M: Jack Johnson - What you thought you need.
Como toda joya antigua el diamante Cojín de Cádiz tenía una historia; obsequiado por una duquesa, a modo de agradecimiento, al General Portocarrero, heredero original del título por sucesión sanguínea de Alameda. De corte oval y con dieciocho espectros, dicha piedra llevaba cerca de seiscientos años en la familia. Colocado en diferentes monturas, la última dueña había sido Catalina de La Fuente, difunta madre de César.
Delante del Marqués, el empleado, en el gran banco de seguridad madrileño, lo observó con semblante circunspecto; una de sus cejas estaba enmarcada y se encontraba esforzado por no mostrar una risa en el rostro. Hacía mucho que la piedra preciosa yacía aguardando ese momento. No obstante, a su introspectiva mirada, César continuaba inspeccionándolo a detalle, por cualquier cosa.
Al fin dejó a un lado el lente y le entregó al hombrecillo, gerente de las cajas de seguridad, una llave. Pocos minutos después estaba introduciéndose en el auto, junto a un desgarbado Raúl. Revisó su reloj muñequero, calculando el tiempo que tardarían en hacer el cambio de dirección en Alameda, resoplando por el cansancio producido por tantas horas de vuelo continuas. Su amigo suspiró y lo observó, confundido, todavía desconociendo el motivo por el que habían visitado el banco apenas su avión aterrizó.
Entre sus hábitos, no era uno esperar a que César le contase sus intenciones, pero en ese instante sentía que lo mataba la curiosidad. Mantuvo la vista fija en la Avenida que serpenteaba por el centro, vislumbrando, embelesado, los edificios de construcción colonial característicos de Madrid; colores magenta, camel y perla predominaban en las decoraciones y los acabados de cantera sobresalían en las ventanas y puertas.
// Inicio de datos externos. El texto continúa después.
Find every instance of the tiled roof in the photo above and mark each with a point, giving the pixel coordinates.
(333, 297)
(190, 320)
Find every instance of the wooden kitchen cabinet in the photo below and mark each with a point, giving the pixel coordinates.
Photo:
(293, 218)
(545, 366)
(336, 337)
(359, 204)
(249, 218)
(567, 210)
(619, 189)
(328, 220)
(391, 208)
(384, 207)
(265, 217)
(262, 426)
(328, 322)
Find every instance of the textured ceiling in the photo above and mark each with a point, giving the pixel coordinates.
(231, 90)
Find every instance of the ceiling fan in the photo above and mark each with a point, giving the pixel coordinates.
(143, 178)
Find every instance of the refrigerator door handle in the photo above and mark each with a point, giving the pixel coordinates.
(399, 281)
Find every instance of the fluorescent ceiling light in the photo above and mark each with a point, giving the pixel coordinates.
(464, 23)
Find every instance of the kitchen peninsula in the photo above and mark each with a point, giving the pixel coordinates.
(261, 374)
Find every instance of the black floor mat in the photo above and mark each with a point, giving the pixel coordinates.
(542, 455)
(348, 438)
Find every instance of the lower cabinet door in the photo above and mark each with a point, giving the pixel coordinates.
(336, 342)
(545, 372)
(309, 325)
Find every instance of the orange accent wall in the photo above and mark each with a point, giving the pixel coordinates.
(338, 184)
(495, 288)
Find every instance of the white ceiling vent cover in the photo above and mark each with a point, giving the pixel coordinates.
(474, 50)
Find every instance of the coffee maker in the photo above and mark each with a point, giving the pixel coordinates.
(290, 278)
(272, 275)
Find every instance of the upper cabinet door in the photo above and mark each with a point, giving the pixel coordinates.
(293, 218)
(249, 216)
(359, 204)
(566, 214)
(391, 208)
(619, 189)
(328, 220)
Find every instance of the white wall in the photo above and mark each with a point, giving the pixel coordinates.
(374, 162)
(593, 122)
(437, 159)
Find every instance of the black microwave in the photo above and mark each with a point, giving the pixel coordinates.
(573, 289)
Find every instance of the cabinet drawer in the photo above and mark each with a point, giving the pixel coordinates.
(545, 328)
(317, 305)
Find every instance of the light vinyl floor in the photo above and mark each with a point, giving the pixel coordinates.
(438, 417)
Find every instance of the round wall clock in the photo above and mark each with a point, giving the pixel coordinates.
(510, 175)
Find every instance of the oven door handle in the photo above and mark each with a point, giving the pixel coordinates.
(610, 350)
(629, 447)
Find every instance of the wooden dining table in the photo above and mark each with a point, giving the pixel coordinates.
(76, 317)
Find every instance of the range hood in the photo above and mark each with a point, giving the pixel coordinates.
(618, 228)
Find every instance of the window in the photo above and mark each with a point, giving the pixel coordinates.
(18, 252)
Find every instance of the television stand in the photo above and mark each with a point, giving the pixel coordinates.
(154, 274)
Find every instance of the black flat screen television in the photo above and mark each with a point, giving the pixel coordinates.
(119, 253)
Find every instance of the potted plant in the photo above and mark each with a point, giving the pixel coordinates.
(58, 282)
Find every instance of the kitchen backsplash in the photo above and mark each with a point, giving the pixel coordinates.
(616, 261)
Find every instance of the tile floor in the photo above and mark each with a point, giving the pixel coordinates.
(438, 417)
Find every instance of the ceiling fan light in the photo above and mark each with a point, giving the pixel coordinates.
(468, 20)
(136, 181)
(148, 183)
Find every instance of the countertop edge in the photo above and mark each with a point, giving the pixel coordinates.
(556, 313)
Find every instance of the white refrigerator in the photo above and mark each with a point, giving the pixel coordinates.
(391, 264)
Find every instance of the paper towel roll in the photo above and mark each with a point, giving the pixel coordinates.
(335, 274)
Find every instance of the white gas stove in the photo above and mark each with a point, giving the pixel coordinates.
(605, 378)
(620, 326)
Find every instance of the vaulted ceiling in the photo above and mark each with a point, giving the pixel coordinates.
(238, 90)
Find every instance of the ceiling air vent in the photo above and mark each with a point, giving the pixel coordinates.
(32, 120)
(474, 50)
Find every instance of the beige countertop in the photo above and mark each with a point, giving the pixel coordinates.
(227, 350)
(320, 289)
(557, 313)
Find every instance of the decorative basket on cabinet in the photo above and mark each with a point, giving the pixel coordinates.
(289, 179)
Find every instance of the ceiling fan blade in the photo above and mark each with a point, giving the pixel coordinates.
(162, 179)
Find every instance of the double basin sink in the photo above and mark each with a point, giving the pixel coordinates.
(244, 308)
Faltaba poco para que anocheciera, así que viendo la dirección que tomaba el chofer, hacia su departamento, supuso que ese día ya no harían otra cosa que descansar. Al día siguiente los esperaba un ajetreado horario que cumplir y a Raúl lo único que lograba contrarrestar el fastidio de estar encerrado con pilas de papeles al frente, era la cándida figura de piernas delgadas y ojos enmarcados en lentes de armazón gris, que esperaba ver en Alameda.
Las llamadas que mantenía seguido con Lucía no eran suficientes; tampoco las dos o tres ocasiones que pudo permitirse volver de México. Suspiró, presa del desconsuelo, del cansancio que provoca la inutilidad de un trato; le había prometido a Lucía que con tiempo y esfuerzo demostraría haber sentado un poco la cabeza. Con tal de no perder las esperanzas con ella, resultaba ineficaz el espacio que tuviera que esperar.
Su perspectiva se había tornado diferente en esos meses; la ambición poco a poco se anidó en su pecho, haciéndolo desear más y más a la castaña de lentes que ahora se convertiría en presidenta interina de Alameda.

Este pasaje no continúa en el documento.